Mark Arnold I suggest that the primary difficulty is that there is not a “one size fits all” answer to this. Every young person is different, their needs and abilities will be different, so an answer that works well for one young person will not necessarily work for another, even with two young people with the same additional needs. Forming an individual strategy for each young person, which they and their families help to create, and which draws on what is working well in other settings (e.g. school, home etc) and which all the leaders of the group understand, is a vital step towards successful inclusion. That plan needs to cover a range of areas including learning style and ability, understanding key triggers that cause difficulties e.g. loud noise, how to communicate most effectively (i.e. not just by speech) etc. Having said that, one common barrier to accessing church is simple acceptance by the other members of the congregation or group. It’s a hurdle that many young people and their families fall at due to negative reactions from others (including adults that should know better!)
Fiona Tyler My daughter will be 13 on Saturday! She is cognitively very able, but because she is non-verbal it is very difficult for her to join in discussions and keep up with her peers. Also socially, because she is in a wheelchair and looks different, her peers are very wary of her and don’t naturally relate to her – this has got harder as she has got older (little kids are much more accepting!). We are trying to raise awareness by openly talking about my daughter’s disabilities and also her similarities, but it is a slow process. I agree very much with what Mark says, it is probably a battle that is unique for each young person, and the teenage years can be very difficult as they try to come to terms with, and accept, their own disabilities and differences, when all they want to do is fit in with their peers and the rest of society.
Nancy Gedge Yes – the language base of much work with young people means that Sam can’t access it in several ways. 1. The concepts are difficult for him to grasp. 2. His communication difficulties mean that he finds it difficult to feel part of things (anything) with typically developing children. 3. Times – he is often tired in the evening. I often wonder if the way to witness to young people like him is through the ‘doing’ – how can he, who is so often helped – serve others? What creative opportunities are there for him? Could he be involved in an art/music project with other young people at church? How could technology be incorporated? How can he be made to feel less isolated? Less different? And, how can adults be encouraged not to baby him, or see the solution to his inclusion as a box of cars in the corner?
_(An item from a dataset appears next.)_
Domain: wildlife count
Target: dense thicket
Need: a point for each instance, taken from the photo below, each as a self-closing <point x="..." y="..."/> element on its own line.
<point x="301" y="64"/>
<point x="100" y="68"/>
Highstreetmethodist Underfivesworker I know the child is not yet a teen but as a church whose Junior church starts off altogether and then simply meets in different parts of the same room we let the child decide which activity he wanted to do – regardless of whether it was his age group or not.
Ros Bayes – Ellen was always well supported in children’s ministry, but when she outgrew it there were really no appropriate youth activities she could participate in. The good thing about that was that it gave her sister somewhere to go without her at a time when she needed those breaks. The sad thing, for me, was that there were some real moves of the Holy Spirit among the young people, and they bypassed her.